Scrocchiarsi le dita e altre parti del corpo: lo scoppiettino dell’articolazione mi ha abituato alla ricerca ossessiva di questo modesto indispensabile sollievo. Nell’età dello sviluppo era una timida sfida al proprio corpo, ora è un riflesso inevitabile, come inevitabile è sbattere le palpebre, o sbadigliare.
Ogni 15-20 minuti la bolla di piacere è di nuovo pronta per essere scoppiata.
Fa male? Fa bene? La scienza è divisa, grande mistero dell’universo. “Siamo fatti così”. Gli articoli che ne parlano sono un evergreen del web, come gli effetti negativi o positivi del caffè, o i rimedi per le sbronze.
Ecco le parti che mi scrocchio abitualmente:
- Tutte le dita delle mani, tirando su, giù, di lato, qualunque direzione.
- La schiena, qualcosa sulla sinistra, dovuta al peso della chitarra elettrica sorretta dalla cinghia che per anni ha gravato su una spalla sola.
- Il collo (ma una volta di più, facendo pressione sulla nuca: una mitraglietta di 5/6 mini-crack che mi fa godere da dio). È lo scrocchio che mi dà più soddisfazione. Una volta qualcuno, non ricordo chi, mi ha detto che è pericoloso, lo puoi fare solo se sai il modo corretto di farlo perché rischi di rimanere paralizzato. Da quel giorno ogni volta ho un po’ di paura, ma poi non succede niente. Forse è anche questa piccola sensazione di pericolo che accresce il piacere finale.
- Il gomito sinistro, raramente il destro, credo perché sono spesso piegati quando sto al computer.
- Il terzo e quarto dito dei piedi, uno dei crack più violenti.
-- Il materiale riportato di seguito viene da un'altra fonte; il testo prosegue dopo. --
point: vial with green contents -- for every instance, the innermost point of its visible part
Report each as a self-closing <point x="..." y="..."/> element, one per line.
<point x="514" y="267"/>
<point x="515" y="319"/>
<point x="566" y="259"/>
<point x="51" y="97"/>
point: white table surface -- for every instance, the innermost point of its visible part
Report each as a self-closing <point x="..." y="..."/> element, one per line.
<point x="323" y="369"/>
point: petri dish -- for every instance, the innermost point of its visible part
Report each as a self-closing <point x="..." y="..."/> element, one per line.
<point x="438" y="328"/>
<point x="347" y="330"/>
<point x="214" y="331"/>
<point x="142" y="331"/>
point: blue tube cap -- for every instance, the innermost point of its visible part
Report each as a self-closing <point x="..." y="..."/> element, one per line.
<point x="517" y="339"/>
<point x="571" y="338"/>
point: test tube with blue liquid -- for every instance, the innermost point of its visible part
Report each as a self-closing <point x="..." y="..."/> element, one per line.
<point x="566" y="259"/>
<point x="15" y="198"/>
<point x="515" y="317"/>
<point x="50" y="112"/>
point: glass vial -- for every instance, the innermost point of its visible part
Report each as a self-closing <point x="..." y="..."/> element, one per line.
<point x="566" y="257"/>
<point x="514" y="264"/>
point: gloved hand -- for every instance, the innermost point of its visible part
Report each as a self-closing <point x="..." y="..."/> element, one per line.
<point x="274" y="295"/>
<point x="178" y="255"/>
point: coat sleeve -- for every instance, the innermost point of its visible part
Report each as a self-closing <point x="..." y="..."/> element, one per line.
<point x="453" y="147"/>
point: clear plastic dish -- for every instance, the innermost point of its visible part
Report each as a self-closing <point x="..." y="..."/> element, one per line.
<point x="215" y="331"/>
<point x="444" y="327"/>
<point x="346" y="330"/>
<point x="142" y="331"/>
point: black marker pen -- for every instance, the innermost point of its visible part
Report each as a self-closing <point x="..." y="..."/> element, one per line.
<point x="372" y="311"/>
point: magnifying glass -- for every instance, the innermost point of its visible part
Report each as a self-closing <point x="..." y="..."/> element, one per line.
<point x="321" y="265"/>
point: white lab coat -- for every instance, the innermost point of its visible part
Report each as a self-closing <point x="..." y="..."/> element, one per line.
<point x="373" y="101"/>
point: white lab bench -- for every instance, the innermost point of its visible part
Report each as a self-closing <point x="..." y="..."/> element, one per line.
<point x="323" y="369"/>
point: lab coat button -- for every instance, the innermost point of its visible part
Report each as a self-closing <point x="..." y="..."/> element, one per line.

- Il ginocchio sinistro: ha avuto due operazioni e qualche equilibrio lì dentro deve essersi incasinato. Anche il destro se sto tanto in piedi: mi piego in ginocchio, un bello scrocchio e riparto di slancio.
- Il polso quando mi sveglio dopo aver dormito in posizioni strane.
- Il collo del piede, non ricordo quale, forse tutti e due.
- La caviglia se la ruoto più volte, ma è così debole che magari non vale.
Provo stupore e invidia per le persone che riescono a scrocchiarsi incredibili giunture a me nuove. Provo una certa frustrazione quando non riesco a scrocchiare qualcosa, poi insisto finché non raggiungo il risultato.
Non so se è più un “crack” o uno “stock”, comunque l’onomatopeico verbo “scrocchiarsi” mette d’accordo tutti. Ma anche “schioccarsi” può funzionare.
(Descrivere nei dettagli tutto ciò sa quasi di autoanalisi: effettivamente forse sto meglio. Anzi, nell’atto stesso di scrivere qualcosa ogni tanto provo sensazioni simili a quelle descritte. Il cervello: una bolla d’aria da scrocchiare ogni tanto.)